GOODHUE, Minn.—After a $30 million referendum failed on May 8, the school district will be asking voters to support a new referendum, this time being a $26.9 million option.
The Goodhue School Board approved the resolution unanimously at its Aug. 20 meeting after a short presentation by Superintendent Mike Redmond.
Redmond, along with Board members Ann Buck, Jerry Stehr and Jerod Thomforde, are members of a Facilities Planning Committee that has been meeting with regularity for two years.
But after voters rejected the May 8 referendum 500-449, the committee has been working hard to learn why community members voted yes and no. The committee sent out anonymous surveys in June to all of the residents who voted, receiving 352 of the 949 back.
Redmond and Buck said getting the surveys was instrumental in the decision making process of cutting $3.9 million from the previous plan. Redmond complemented committee members for the job they've done saying the conversations were always centered on what was best for the district.
"They continued to go back to the priorities," Redmond said. "What are the priorities? It's obviously student learning and then you know it's expensive and you want to be able to look people in the eye and justify that, 'yup, that's a needed expense.'"
In his presentation, Redmond said the problems inside the school — infrastructural needs, space concerns and security improvements — won't be going away any time soon.
The school, originally built in 1935, hasn't seen an addition since 2003. Redmond's presentation outlined the needs for upgrading and replacing original mechanical systems and classrooms.
Last year, the district was serving 670 students per day, not counting the preschool, when the building only has a capacity for 638 students. This upcoming school year shows that enrollment numbers will be similar to that of last year.
Two ballot questions
There will be two questions on the ballot:
• The first asks voters to support a general obligation school buildings bond that will not exceed $26.985 million.
• The second question, which will only be pass if the first question does, asks voters to add $2.025 million to be included, bringing the total to $29.010 million. The money would go toward efficient building space underneath the cafeteria, elevated walking track in one of the gyms, and additional classrooms.
Due to state aid and the Ag2School Tax Credit, the Minnesota will take on $7.8 million if the first question were to pass, leaving the local property taxpayers with $18.8 million over 20 years. If the second question passes, the state will take on $8.5 million and residents will pay for $20.1 million.

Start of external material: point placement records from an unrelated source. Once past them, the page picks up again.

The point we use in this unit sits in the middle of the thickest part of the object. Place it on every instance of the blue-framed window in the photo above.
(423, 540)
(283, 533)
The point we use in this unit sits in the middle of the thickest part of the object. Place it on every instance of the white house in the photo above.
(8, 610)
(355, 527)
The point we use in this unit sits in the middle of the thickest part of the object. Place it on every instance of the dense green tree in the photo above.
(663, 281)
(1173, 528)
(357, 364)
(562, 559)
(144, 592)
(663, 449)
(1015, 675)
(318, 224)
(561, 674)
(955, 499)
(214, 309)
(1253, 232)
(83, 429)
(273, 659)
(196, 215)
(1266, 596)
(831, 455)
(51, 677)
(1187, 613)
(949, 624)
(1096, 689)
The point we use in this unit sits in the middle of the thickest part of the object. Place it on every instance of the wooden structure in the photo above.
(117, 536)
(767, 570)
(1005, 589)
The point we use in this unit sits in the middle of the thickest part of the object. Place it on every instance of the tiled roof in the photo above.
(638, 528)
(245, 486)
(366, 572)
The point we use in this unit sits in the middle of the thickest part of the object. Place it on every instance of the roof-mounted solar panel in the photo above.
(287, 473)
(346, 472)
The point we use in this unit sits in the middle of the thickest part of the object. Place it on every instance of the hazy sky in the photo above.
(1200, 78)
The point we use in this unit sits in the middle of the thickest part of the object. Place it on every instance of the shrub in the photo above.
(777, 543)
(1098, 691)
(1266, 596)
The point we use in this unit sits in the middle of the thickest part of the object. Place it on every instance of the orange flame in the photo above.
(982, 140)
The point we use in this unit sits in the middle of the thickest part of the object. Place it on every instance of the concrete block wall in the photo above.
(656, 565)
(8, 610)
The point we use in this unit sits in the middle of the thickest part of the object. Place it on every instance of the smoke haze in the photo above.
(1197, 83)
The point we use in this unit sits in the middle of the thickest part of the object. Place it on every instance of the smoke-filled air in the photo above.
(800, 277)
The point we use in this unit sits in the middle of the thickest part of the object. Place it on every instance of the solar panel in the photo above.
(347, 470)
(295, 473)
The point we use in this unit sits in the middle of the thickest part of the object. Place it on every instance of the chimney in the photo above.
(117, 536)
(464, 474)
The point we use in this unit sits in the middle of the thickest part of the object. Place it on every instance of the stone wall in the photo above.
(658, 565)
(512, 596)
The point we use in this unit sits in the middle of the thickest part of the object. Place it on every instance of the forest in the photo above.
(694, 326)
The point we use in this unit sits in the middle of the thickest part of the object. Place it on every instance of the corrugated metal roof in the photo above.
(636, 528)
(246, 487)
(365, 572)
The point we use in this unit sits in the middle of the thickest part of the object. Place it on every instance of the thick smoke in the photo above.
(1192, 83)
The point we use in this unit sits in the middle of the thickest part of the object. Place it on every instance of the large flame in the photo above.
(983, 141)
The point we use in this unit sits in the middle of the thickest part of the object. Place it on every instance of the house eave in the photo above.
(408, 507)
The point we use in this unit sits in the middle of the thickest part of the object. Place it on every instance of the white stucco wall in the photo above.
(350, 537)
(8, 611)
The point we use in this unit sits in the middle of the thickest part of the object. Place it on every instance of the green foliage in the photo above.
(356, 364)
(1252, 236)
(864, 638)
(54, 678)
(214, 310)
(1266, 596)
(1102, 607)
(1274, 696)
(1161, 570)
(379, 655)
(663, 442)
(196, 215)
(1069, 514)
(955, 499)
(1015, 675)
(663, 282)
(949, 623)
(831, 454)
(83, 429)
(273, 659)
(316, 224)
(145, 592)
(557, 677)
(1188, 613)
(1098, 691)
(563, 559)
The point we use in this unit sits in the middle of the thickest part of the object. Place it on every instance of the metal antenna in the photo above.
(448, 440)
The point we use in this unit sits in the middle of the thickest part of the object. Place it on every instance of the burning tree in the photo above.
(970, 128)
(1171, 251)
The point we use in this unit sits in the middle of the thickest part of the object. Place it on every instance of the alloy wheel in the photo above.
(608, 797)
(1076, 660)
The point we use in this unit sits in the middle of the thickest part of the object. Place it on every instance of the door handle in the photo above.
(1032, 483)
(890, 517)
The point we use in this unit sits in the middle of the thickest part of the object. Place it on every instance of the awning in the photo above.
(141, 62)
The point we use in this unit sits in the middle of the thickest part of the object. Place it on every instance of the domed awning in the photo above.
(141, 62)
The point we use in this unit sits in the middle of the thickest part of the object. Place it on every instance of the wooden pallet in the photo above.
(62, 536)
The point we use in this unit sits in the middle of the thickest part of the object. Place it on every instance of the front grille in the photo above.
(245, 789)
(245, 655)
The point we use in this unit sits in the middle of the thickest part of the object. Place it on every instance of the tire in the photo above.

As far as differences from the May referendum request , the committee settled on eliminating 2,700 square feet of administration space, moving the high school classrooms to on top of the cafeteria, building a metal building for a fourth gym that would be used for preschool, a weight room, wrestling space, health classroom and a multipurpose space, plus refinement of costs to $215 square feet for new construction.
"We tried to cut without making it hurt too bad," Buck said. "Not cheapening it or taking away too much."
Redmond said the academic and structural needs didn't go away, rather changed and took away other areas to make it work.
"When you look at the big picture, it's the right thing to do," Redmond said. "And we still feel those spaces, even though we've reduced the cost, they'll take care of the needs we've got."
Buck said after the meeting that she, along with the committee, didn't feel that asking voters to return to the polls on Nov. 6 would be too much to ask. Redmond agreed, saying they had discussion about possibly putting the referendum vote on the Aug. 14 Primary Election.
"We've been as transparent as possible," Buck said. "I do hope people come out and vote."
On why the referendum had previously failed, Redmond said the committee wasn't direct enough with the community and that will be different this time around.
"We lost a lot of people along the way ... and that's on us," Redmond said. "We didn't communicate it well. I don't thing we communicated the net tax amount for owners of (agricultural) land as well as we could've."
If Question 1 passes, agricultural landowners will take on 37.63 percent of the cost, with residential homesteads taking on 24.36 percent.
While there's no guarantee the referendum will pass in November, Buck said based on the information they've gotten from residents and the action taken from the committee and School Board, she feels they have support from the community.
"I'm not going to say we are for sure ... I think there's a lot more positive feedback that we're getting and comments," Buck said.